Fatih Kerimî’nin tasvir ettiği sahneler gerçekten çok etkileyicidir. Bugün Misak-ı Millî sınırlarından ülkemize göç eden kardeşlerimiz hakkında ileri geri konuşanlar, İstanbul camilerinde yaşayan muhacirleri görseydi herhalde başka bir dünyada yaşadığımıza hükmederdi. Aynı yazıdaki, “Mısırlıların Trablus ve Balkan savaşlarında Türklere yaptığı yardımlar fevkalade çokmuş”, cümlesi de etkileyicidir. Bu yazının ve belki de kitabın en etkileyici bölümlerinden birini burada paylaşmak istiyorum:
“Bu binlerce biçare Türk muhacirin bu kadar sefil ve perişan vaziyette İstanbul tarafından Galata’ya geçmeleri, yani Avrupa kıtasından Asya’ya çekilmelerini görünce vaktiyle Asya’dan çıkan bir avuç Türk’ün Viyana önlerinde dehşet salmaları akla geliyor. Bunu hatırlayan Türklerin acı gözyaşı dökmemeleri mümkün değil.
Filhakika Türkler arasında Türkiye’nin bugünkü acıklı hâli ve korkutucu istikbali için kaygılananlar çoktur. Lakin yukarıda söylendiği gibi talih Türklere o kadar arkasını döndü ki onlar bir tedbir almaya çalışırken felaketler de birbiri üzerine gelmeye devam ediyor.”
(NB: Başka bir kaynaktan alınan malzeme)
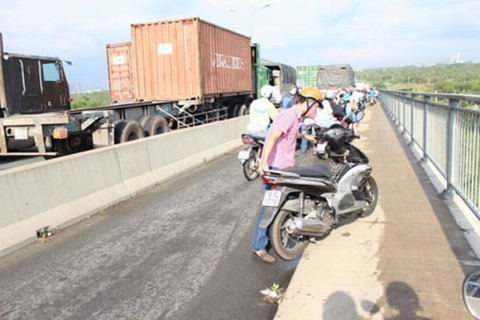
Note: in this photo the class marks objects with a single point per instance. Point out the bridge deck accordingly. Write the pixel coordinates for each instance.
(406, 261)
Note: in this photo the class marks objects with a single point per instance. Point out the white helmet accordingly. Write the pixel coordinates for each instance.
(266, 91)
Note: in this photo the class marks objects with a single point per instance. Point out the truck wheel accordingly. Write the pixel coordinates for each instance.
(128, 130)
(73, 143)
(242, 110)
(155, 125)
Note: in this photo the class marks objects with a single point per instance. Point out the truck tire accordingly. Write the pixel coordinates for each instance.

Kerimî’nin cümleleri devam ediyor ama bize bu kadarı yeter. Artık muhacirleri İstanbul camilerinde barındırmak zorunda kaldığımız günlerden çok uzaktayız. Talih bize arkasını dönmüş değildir, Allah’ın izniyle felaketler de üst üste gelmiyor. Bugün Türkiye sadece kendi varlığına yönelik tehditleri ve fiilî saldırıları yerinde durdurmuyor. Bilakis yüz yıllık emperyalist oyunlar milletimizin sarsılmaz iradesi karşısında birer birer bozuluyor. Yükseliş dönemini yaşayan bizleriz.
Türkiye, Suriye’nin kuzeyindeki terör koridorunu mutlaka kıracaktır. Ne Amerika, ne İsrail, ne de onların güdümündeki FETÖ’cü yapılanmalar Türkiye’nin gözlerini kör edemeyecek!